Andrew Miller, an atheist inmate at Saint Mary’s Correctional Center in Pleasants County, West Virginia, had been serving a one-to-10 year non-determinative sentence after having been convicted of breaking and entering in 2021, which was not actually related to his previous substance abuse issues. In fact, Miller had been sober, thanks to secular treatment programs, for four years prior to his conviction.
Still the state wanted to require him to complete a state-run, federally funded and heavily Christian substance abuse program and attend AA and NA meetings in order to qualify for early parole.
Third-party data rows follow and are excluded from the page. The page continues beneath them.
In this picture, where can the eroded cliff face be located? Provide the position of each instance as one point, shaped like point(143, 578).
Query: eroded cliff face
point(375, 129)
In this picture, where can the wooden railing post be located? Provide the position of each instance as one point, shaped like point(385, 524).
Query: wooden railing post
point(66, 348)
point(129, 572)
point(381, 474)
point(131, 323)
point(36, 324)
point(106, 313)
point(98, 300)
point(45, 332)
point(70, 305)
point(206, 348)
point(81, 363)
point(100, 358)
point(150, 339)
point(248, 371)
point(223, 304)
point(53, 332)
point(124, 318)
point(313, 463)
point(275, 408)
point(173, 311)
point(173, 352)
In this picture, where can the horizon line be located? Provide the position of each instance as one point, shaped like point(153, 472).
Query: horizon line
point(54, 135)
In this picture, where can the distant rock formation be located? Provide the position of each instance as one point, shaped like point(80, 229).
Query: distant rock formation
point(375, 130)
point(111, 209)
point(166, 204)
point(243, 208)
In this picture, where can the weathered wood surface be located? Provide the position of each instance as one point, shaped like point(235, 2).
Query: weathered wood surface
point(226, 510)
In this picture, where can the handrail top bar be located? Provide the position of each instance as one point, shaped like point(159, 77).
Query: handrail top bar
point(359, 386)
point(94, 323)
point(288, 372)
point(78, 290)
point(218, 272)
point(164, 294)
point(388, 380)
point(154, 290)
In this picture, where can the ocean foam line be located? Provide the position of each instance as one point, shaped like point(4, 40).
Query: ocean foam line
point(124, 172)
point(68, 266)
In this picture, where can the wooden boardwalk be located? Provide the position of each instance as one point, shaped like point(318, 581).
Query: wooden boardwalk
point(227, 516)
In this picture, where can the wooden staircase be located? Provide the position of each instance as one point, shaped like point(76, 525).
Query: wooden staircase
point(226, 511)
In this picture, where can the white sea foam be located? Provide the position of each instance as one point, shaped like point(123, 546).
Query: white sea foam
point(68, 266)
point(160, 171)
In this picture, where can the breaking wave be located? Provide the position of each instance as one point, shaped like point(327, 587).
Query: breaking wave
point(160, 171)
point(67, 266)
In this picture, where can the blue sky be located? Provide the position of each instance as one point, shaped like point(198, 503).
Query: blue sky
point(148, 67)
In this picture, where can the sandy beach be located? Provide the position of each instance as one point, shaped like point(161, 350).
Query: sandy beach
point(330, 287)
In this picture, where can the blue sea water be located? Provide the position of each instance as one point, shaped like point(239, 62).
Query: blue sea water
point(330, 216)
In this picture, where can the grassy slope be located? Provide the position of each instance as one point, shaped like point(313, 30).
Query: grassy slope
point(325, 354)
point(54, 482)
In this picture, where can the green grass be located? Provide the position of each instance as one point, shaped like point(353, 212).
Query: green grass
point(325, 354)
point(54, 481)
After having been denied three times by the state’s parole board, Miller decided to enlist the help of lawyers from American Atheists and Mountain State Justice to plead his case.
On Tuesday, US District Court Judge Joseph Goodwin of Charleston, West Virginia, determined that keeping Miller in prison until he agreed to accept Jesus Christ as his personal savior is religious coercion and a violation of his First Amendment rights.
Via AP:
In a sweeping 60-page decision issued Tuesday, Charleston-based U.S. District Court Judge Joseph Goodwin said Saint Marys Correctional Center inmate Andrew Miller “easily meets his threshold burden of showing an impingement on his rights.”
The state’s “unmitigated actions force Mr. Miller to choose between two distinct but equally irreparable injuries,” the judge wrote. He can either “submit to government coercion and engage in religious exercise at odds with his own beliefs,” or “remain incarcerated until at least April 2025.” […]
In his decision, Goodwin said although West Virginia’s “longstanding” program has never faced judicial scrutiny, other courts have found them to contain “such substantial religious components that governmentally compelled participation” violates the First Amendment.
“I have been provided with no evidence that West Virginia’s program is any less religious or less coercive than the programs invalidated in other jurisdictions,” Goodwin said. […]
“Although Mr. Miller has no entitlement to parole, the record strongly suggests that he would already have been released, but for maintaining his objections to an unconstitutional policy,” Goodwin said.
You think?
Some non-Christian or non-religious people or even atheists may be able to overlook the more religious aspects of some of these programs in order to benefit from them, and that’s fine — but it’s still entirely unacceptable that these programs are often required as a condition of parole and that even when they are not, incarcerated people are not even informed that they have the option of a secular treatment program. This is the case even in liberal New York, where Governor Kathy Hochul vetoed a law that would have required judges to inform drug court participants of this, on the grounds that it would have been annoying and inconvenient for the judges.
No one should have to stay in prison or continue a substance abuse problem because they don’t want to have to accept Jesus Christ as their personal savior or involve religion or superstition in their recovery in any respect. The fact that we haven’t worked to develop more varied programs is almost a sign of disrespect to people struggling with those issues.
Hopefully this will mean that no one in the West Virginia corrections system will have to be put through one of these programs in order to get out of prison in the future. Of course, we live in the United States of America and can likely expect a future lawsuit to claim that not allowing them to force people to convert to Christianity in order to leave prison is a violation of the DOC’s freedom of religion.
"The Big Book, the foundational text used by many, has a chapter about agnostics, suggesting that those who do not believe in God or are unsure of their belief in God are "handicapped by obstinacy, sensitiveness, and unreasoning prejudice,” as well as "doomed to alcoholic death."" That is viciously slanderous. The chapter is called "WE AGNOSTICS" and emphasizes that you don't have to buy into anybody else's "God" especially not a concept of God that may have been beaten into you when you were young. What is necessary is to end a self-centered conception of your ego as the be-all and end-all of the universe.
"Christian substance abuse" sounds like getting into the altar wine.